Here's how to do a microlab in the classroom.
1. Divide the class into groups of three or four using puzzle pieces, number cards, or by counting off.
Ask participants to arrange themselves in their small groups so that each person can easily see and hear everyone else in the group.
2. Before you begin, explain the guidelines for a microlab:
- It's okay to pass if you need more time to think or would rather not respond.
- This is a timed activity. I will let you know when it is time to move on to the next speaker. You will each have one [or two or three] minutes to speak.
- Speak from your own point of view.
- Be your own barometer - share as much as you feel comfortable sharing.

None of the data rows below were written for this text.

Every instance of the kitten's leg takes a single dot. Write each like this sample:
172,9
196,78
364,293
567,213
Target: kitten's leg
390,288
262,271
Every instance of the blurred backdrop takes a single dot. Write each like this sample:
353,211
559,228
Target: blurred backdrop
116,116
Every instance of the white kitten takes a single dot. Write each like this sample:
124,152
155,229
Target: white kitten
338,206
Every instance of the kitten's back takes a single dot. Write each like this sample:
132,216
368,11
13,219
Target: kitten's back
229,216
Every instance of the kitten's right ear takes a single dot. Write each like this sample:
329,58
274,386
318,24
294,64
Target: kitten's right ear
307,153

- Confidentiality is important, especially when we come back together as a large group. We need to agree that what we share among ourselves in the small group will stay private.
3. Introduce your first microlab question.
(Use the questions below or create your own.) In introducing each question, it's usually helpful to say the question, then give some specifics about the question or model answering the question yourself, and then repeat the question again. This gives participants some time to think about what they would like to say. In between microlab questions, you may want to remind people to try not to interrupt or engage in dialogue.
Possible microlab questions:
1. What do you want to say about [the issue]? What's on your mind?
2. How are you feeling?
3. What would you like to do for our community or the world to address [the issue or problem]?
(Note that the initial questions allow for expression of feelings and concerns, but that the last question focuses on the positive.)
4. Reconvene the full group.
Ask students how the microlab was for them. Then ask for volunteers to share something they said or felt in their microlab. Remind participants of the need for confidentiality - each person should only speak from his or her experience.
This sharing may lead to a wider classroom discussion. If the issue is a volatile one, discussions can sometimes get heated. If you decide to open up the topic, it would be a good idea to establish some guidelines for discussion or "community practices" ahead of time.
You may want to end the session by having the students brainstorm about questions they have on the issue that would lead to gathering information and further study.